İMAR AFFI TEPKİSİ: “İNSANLARIN OTURDUKLARI KONUTU, İNSANLARA MEZAR ETTİLER, BİR DE ÜSTÜNE PARA ALDILAR”
Kılıçdaroğlu açıklamasında çıkarılan imar affı uygulamalarına da dikkati çekti.
"İnsanların oturdukları konutu, insanlara mezar ettiler" diyen Kılıçdaroğlu, "Bir de üstüne para aldılar. Bu mudur siyaset Allah aşkına? Böyle bir siyaset olur mu Allah aşkına; İnsanın evini dayanıklı hale getirmek, o evde insanın rahat oturabilmesini sağlamak, siyasetin konusu değil midir? Ev kaçak, depreme dayanıksız, ‘Oturabilirsin’ diyorsunuz. Üstüne bir de para alıyorsunuz. Yıkılıyor ve kendi mezarı oluyor. Ve bunun adı da devlet yönetimi oluyor. Batsın böyle devlet yönetimi. Böyle bir devlet yönetimi olamaz. Depremde evleri yıkılanlara bakın. Kolonlar kesilmiş, binalar çökmüş. İmar affı çıkarırken, vicdanlarının sesini dinlediler mi? Para için sen kalkıp da hala o kişinin evini başına yıkar mısın ya?" diye konuştu.

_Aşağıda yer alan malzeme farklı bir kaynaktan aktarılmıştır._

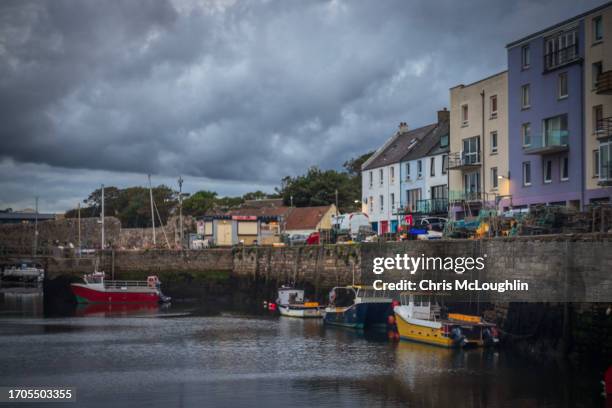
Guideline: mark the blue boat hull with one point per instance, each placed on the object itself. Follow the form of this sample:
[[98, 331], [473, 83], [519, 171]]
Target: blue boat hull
[[361, 316]]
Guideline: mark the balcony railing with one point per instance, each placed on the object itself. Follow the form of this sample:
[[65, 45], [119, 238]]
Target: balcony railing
[[605, 174], [432, 206], [549, 143], [561, 57], [604, 83], [604, 128], [464, 160]]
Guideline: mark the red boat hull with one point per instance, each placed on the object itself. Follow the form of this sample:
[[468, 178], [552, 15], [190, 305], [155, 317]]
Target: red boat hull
[[88, 295]]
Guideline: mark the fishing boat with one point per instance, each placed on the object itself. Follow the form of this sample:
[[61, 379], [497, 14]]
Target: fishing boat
[[97, 289], [420, 318], [291, 303], [358, 307], [24, 271]]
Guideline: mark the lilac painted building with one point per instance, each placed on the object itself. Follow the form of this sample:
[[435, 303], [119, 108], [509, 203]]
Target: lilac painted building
[[545, 116]]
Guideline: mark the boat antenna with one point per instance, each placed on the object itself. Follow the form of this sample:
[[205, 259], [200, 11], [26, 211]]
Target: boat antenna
[[102, 218], [152, 210]]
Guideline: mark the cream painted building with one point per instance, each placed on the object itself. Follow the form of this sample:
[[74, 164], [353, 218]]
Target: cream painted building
[[478, 160], [598, 104]]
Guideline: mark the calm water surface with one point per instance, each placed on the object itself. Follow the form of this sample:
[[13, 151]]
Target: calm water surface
[[188, 355]]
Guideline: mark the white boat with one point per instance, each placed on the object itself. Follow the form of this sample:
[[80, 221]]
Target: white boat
[[291, 303], [24, 271]]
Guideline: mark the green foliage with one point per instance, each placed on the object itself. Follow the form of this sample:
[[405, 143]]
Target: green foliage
[[318, 187]]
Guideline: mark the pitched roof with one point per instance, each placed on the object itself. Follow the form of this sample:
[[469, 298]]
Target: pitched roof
[[397, 146], [430, 144], [305, 217]]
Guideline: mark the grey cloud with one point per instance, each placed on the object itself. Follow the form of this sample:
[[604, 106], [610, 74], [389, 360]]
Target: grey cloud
[[237, 91]]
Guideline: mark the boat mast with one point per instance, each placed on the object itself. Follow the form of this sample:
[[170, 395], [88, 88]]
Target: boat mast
[[152, 213], [102, 218]]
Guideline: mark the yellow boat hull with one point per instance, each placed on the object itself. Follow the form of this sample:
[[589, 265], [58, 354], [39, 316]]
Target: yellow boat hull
[[422, 334]]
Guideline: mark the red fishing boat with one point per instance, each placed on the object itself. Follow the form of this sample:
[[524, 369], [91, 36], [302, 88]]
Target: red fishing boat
[[96, 289]]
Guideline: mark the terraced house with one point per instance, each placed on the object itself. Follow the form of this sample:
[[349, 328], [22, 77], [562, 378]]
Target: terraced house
[[478, 162], [598, 103], [553, 108], [396, 182]]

CHP’Lİ BELEDİYELERİN YARDIM MİKTARLARINI AÇIKLADI
Depremin yaralarını sarmak için belediye başkanlarının büyük çaba harcadığını ifade eden Kemal Kılıçdaroğlu, yardım miktarlarını da şöyle açıkladı:
"142 belediyemiz var. 4 bin 577 araç gönderildi deprem bölgelerine. 12 bin 163 personel şu anda deprem bölgelerinde görev yapıyor. Toplam 2 bin 439 tır ve kamyon, 4 uçak, 5 gemi, 2 tren vagonu ile deprem bölgelerine yardım gönderilmiştir. Günlük 200 bin öğün kapasiteli 34 mobil mutfak, 140 bin kapasiteli 14 ikram aracı, 95 bin ekmek kapasiteli 9 mobil fırın faaliyete geçmiştir. 245 tır içme suyu, 1 milyon 24 bin battaniye, 52 bin 360 ısıtıcı soba, 4 bin 726 çadır ve konteyner, 398 jeneratör deprem bölgelerine gönderilmiştir. Belediyelerimiz, özellikle çadır, ısınma ve hijyen desteklerine ağırlık vereceklerdir. Burada, her deprem bölgesinde, bir Genel Başkan Yardımcısının başkanlığında, milletvekili arkadaşlarımız görev yapıyorlar. Arkadaşlarımız deprem bölgelerinden hiç ayrılmadılar. Ankara'daki Deprem Koordinasyon Merkezi’mizle iletişim halinde oldular. Belediye başkanlarımızla iletişim halinde oldular. Neye ihtiyaç varsa süratle duyuruldu. Ve o ihtiyacı gereği, belediye başkanlarımız tarafından yerine getirildi"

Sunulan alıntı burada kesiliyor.